I feel a bit confused about this behavior, as I would not expect such a significant difference. I have attached my files to this thread if needed. It is worth noting that I am using Singularity to run on both the cluster and my personal laptop. Additionally, since everything is running on a single node, I did not use qp_srun.

Here my slurm file:

#!/usr/bin/env bash
#SBATCH --job-name=cc-pvqz
#SBATCH --nodes=1
#SBATCH --tasks-per-node=1
#SBATCH --cpus-per-task=1
#SBATCH --time=4-0:00:00
#SBATCH --cluster=smp
#SBATCH --partition=smp
#SBATCH --mem=150G
#SBATCH --exclude=smp-n214,smp-n215

module load singularity/3.9.6

# Copy inputs to scratch
cd $SLURM_SCRATCH
cp $SLURM_SUBMIT_DIR/* $SLURM_SCRATCH

#Load the environment
singularity exec qp2_master.sif bash -c "bash script.sh"

# Copy outputs to submit directory
cp -r $SLURM_SCRATCH/* $SLURM_SUBMIT_DIR

In case it is relevant, the singularity was build using the master and gfortran_avx.cfg.

Any help or insights would be appreciated.

Best regards

[scemama]

Hello,

using the gfortran_avx configuration, you are using a default BLAS library which is very inefficient.

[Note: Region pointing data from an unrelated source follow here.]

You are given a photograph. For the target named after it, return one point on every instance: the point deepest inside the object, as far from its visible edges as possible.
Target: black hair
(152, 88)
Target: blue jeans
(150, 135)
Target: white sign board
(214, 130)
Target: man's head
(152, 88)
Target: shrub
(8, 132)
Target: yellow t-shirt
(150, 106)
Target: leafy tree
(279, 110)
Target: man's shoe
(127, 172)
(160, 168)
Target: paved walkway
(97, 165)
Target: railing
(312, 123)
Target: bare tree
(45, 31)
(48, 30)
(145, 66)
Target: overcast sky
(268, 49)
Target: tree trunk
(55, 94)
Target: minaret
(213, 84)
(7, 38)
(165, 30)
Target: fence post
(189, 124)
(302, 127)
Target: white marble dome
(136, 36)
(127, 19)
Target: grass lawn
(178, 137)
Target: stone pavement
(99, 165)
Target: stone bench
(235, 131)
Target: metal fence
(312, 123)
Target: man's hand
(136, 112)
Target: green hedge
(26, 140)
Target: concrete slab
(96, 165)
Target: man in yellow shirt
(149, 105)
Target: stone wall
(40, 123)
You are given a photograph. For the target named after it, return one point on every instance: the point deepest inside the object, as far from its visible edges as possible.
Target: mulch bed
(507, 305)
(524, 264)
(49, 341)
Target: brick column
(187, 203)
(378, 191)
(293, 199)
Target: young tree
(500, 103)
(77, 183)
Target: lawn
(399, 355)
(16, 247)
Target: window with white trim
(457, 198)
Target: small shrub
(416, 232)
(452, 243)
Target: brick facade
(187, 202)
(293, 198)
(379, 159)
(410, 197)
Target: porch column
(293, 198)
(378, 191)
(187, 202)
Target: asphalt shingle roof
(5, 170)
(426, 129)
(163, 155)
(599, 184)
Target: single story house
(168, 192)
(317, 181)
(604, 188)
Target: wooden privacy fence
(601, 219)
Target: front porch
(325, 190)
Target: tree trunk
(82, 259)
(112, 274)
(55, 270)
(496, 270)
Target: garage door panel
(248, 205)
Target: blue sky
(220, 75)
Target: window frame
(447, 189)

I strongly recommend you to use MKL instead (gfortran_mkl) or OpenBLAS.

Until version 13 of gfortran, the performance obtained with the intel compiler was much better than with gfortran, but gfortran has improved a lot recently. So I suggest that you try a more recent version of gfortran or the intel compiler.

Don't use the ifx compiler from intel: last time I tried it it was very slow and full of bugs, so I will not trust it before a few years. You should ifort, which is much more robust and fast.

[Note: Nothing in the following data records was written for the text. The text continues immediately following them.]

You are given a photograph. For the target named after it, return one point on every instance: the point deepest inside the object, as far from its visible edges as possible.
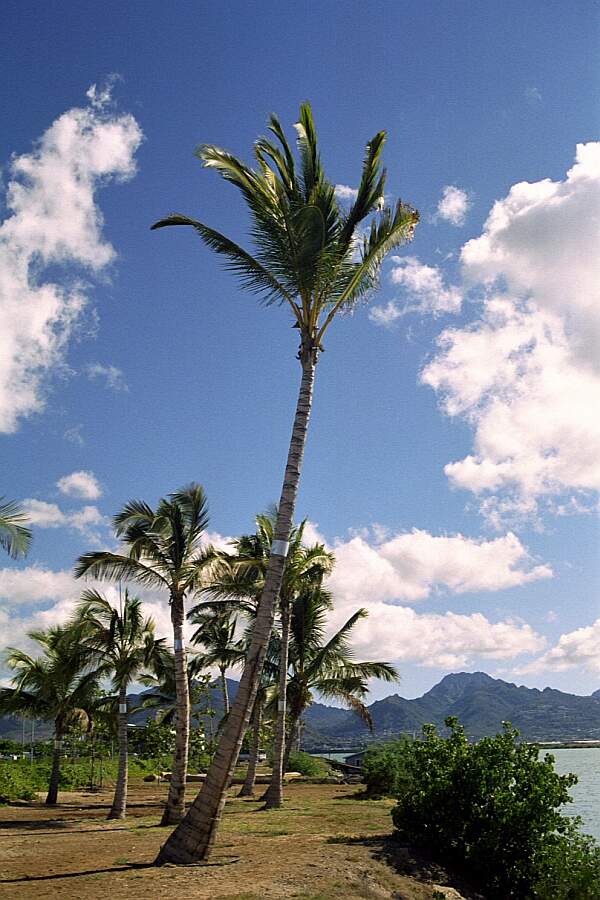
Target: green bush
(385, 768)
(311, 766)
(492, 809)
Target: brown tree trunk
(119, 804)
(175, 808)
(248, 785)
(194, 837)
(225, 693)
(274, 794)
(292, 738)
(52, 796)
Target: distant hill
(480, 702)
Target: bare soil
(325, 844)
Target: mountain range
(480, 702)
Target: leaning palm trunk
(52, 796)
(194, 837)
(248, 786)
(292, 739)
(175, 808)
(225, 693)
(119, 804)
(274, 793)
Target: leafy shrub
(311, 766)
(492, 809)
(385, 768)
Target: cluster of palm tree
(317, 259)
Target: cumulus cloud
(575, 648)
(526, 374)
(453, 206)
(411, 565)
(425, 290)
(87, 521)
(80, 484)
(54, 220)
(345, 193)
(112, 377)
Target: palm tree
(165, 551)
(220, 648)
(312, 257)
(241, 575)
(58, 685)
(124, 644)
(326, 667)
(15, 536)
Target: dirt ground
(324, 844)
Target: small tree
(57, 685)
(490, 808)
(125, 647)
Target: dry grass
(325, 844)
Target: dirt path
(322, 845)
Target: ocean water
(585, 763)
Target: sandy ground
(323, 844)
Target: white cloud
(112, 376)
(54, 220)
(345, 193)
(453, 206)
(533, 94)
(575, 648)
(86, 521)
(447, 640)
(424, 287)
(411, 565)
(80, 484)
(526, 375)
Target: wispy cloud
(453, 206)
(54, 219)
(111, 376)
(80, 484)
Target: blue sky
(146, 367)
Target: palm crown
(309, 252)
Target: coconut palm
(163, 549)
(241, 576)
(326, 666)
(58, 685)
(124, 645)
(15, 536)
(216, 635)
(313, 257)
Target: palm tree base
(169, 817)
(116, 814)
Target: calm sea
(586, 793)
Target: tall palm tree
(326, 666)
(241, 576)
(124, 645)
(312, 257)
(216, 635)
(15, 536)
(59, 684)
(164, 550)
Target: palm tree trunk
(119, 804)
(193, 839)
(274, 794)
(175, 808)
(292, 738)
(225, 693)
(52, 796)
(248, 785)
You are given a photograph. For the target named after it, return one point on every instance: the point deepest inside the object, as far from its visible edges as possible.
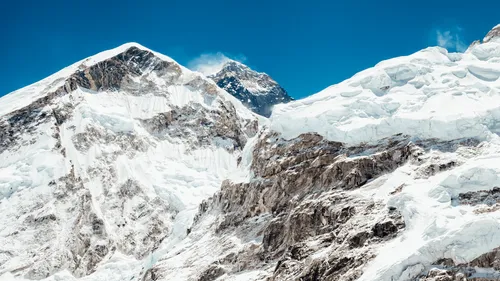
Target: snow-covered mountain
(258, 91)
(109, 158)
(127, 166)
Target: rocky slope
(110, 157)
(158, 174)
(256, 90)
(390, 175)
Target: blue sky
(304, 45)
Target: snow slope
(94, 179)
(431, 94)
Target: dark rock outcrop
(255, 90)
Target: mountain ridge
(136, 168)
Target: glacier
(159, 174)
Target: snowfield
(431, 94)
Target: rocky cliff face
(127, 166)
(92, 168)
(257, 91)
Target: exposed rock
(255, 90)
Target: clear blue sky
(305, 45)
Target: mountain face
(108, 159)
(127, 166)
(257, 91)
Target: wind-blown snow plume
(451, 39)
(211, 63)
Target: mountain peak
(257, 90)
(493, 35)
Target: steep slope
(103, 161)
(392, 174)
(256, 90)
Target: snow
(429, 94)
(170, 170)
(426, 95)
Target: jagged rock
(257, 91)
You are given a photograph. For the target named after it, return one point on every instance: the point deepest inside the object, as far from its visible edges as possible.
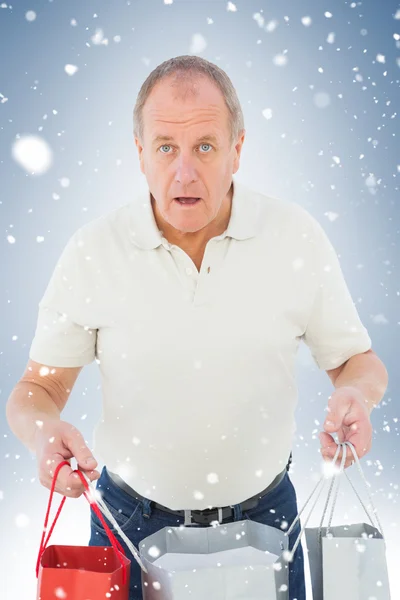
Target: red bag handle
(43, 544)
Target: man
(193, 299)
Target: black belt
(209, 514)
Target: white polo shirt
(197, 368)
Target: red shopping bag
(81, 572)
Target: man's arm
(367, 373)
(360, 385)
(40, 395)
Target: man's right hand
(57, 441)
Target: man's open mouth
(183, 200)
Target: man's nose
(185, 170)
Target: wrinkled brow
(204, 138)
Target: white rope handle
(106, 512)
(335, 479)
(323, 481)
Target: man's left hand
(349, 417)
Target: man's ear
(238, 149)
(139, 146)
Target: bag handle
(105, 510)
(43, 543)
(323, 481)
(335, 478)
(374, 511)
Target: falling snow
(330, 144)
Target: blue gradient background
(289, 156)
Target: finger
(328, 445)
(360, 435)
(68, 482)
(75, 442)
(336, 413)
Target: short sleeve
(334, 332)
(62, 339)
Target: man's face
(187, 151)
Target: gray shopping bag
(346, 561)
(349, 563)
(234, 561)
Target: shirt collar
(243, 223)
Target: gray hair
(185, 69)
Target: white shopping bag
(234, 561)
(347, 562)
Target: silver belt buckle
(189, 516)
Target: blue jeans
(277, 506)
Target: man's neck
(196, 241)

On your laptop, are you also using the same singularity container? I suspect that the version used on your laptop is linked with MKL, or compiled with a better compiler than the container, which would explain this behavior. If you are using the same singularity container on both machines, that would be really strange... or you laptop is amazing ;-)

You can find here a singularity container that I have built ~6 months ago, compiled with the intel compiler and linked with MKL (be careful to choose the amd64 version and not the arm64 version):
https://cloud.sylabs.io/library/scemama/trex/qp2-qmcchem
you can give a try with this container to see if you get an improvement.

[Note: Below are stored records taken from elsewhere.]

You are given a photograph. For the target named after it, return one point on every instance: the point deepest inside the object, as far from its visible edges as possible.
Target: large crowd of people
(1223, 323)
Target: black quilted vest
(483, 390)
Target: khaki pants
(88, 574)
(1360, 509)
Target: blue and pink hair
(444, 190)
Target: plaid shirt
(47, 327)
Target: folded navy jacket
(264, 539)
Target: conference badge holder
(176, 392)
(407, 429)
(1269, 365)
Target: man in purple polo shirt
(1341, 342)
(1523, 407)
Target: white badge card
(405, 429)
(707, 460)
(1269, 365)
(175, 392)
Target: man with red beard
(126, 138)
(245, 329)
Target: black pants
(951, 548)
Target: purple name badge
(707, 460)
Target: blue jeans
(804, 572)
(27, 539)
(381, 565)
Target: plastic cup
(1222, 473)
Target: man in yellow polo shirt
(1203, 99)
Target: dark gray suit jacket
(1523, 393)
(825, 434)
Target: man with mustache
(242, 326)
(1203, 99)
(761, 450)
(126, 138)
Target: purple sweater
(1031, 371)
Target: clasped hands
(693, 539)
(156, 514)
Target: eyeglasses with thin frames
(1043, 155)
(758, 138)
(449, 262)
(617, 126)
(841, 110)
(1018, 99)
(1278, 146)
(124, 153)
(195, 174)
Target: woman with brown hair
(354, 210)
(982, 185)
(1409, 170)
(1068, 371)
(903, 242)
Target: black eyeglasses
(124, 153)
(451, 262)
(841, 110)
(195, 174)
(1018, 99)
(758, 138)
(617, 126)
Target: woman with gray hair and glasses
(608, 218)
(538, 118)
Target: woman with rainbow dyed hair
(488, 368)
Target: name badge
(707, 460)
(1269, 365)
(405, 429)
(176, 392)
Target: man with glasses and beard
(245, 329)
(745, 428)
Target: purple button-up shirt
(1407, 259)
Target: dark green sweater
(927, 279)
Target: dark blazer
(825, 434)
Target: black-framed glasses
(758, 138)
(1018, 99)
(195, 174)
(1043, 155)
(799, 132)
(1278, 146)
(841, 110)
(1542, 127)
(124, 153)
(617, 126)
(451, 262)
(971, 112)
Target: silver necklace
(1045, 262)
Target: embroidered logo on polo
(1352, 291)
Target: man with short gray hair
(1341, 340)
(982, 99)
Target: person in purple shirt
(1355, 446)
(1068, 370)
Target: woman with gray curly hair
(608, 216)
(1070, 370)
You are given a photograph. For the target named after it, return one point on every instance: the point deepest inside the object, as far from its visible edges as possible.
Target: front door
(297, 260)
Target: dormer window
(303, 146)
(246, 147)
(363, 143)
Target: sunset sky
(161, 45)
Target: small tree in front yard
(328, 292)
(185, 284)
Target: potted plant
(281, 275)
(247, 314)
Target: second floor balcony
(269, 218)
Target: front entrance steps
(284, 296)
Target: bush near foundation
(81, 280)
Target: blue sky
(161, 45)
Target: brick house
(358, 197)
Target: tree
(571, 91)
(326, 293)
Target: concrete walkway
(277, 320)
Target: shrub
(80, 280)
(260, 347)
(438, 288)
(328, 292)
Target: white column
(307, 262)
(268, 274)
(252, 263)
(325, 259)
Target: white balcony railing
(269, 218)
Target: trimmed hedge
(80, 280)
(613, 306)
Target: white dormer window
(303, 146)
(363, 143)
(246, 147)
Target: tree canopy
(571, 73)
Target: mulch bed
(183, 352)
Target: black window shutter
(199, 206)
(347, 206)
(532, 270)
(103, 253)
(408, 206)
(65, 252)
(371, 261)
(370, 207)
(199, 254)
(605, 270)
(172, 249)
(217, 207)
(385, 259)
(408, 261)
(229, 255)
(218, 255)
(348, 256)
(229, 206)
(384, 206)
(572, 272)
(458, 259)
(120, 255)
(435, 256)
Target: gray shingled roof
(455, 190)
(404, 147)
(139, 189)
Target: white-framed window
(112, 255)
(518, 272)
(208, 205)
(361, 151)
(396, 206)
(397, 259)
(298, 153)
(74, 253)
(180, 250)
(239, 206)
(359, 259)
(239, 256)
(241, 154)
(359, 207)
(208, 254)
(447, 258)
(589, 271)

Here is the repository containing the recipes to build the singularity container if you need to make some adjustments:
https://github.com/TREX-CoE/trex-containers?tab=readme-ov-file

Let me know if you were able to solve the problem with this information. If not, we can organize a zoom to look together what is going wrong.

Best,
Anthony

[NastaMauger]

Thank you for your reply.

I realized that I completely messed up the compiler on my laptop. The compiler I used to compile and run the code was different, which led to this weird behavior. I also realized that my laptop was faster not only because of the compiler/library but also because I was using all my CPUs, while the one running on the cluster used the default BLAS library and only one CPU. This misunderstanding of OpenMP is something you have helped me clarify in this thread (#349).

Using your GitHub, I was able to build a "clean" Singularity image without any issues. It might be beneficial to add a link to this singularity GitHub repository on the official qp2 site/github for new users.

Thank you so much for your time and for addressing this silly issue!

Best

[scemama]

Using your GitHub, I was able to build a "clean" Singularity image without any issues. It might be beneficial to add a link to this singularity GitHub repository on the official qp2 site/github for new users.

Sure! I will put it in the README. Thanks for the suggestion.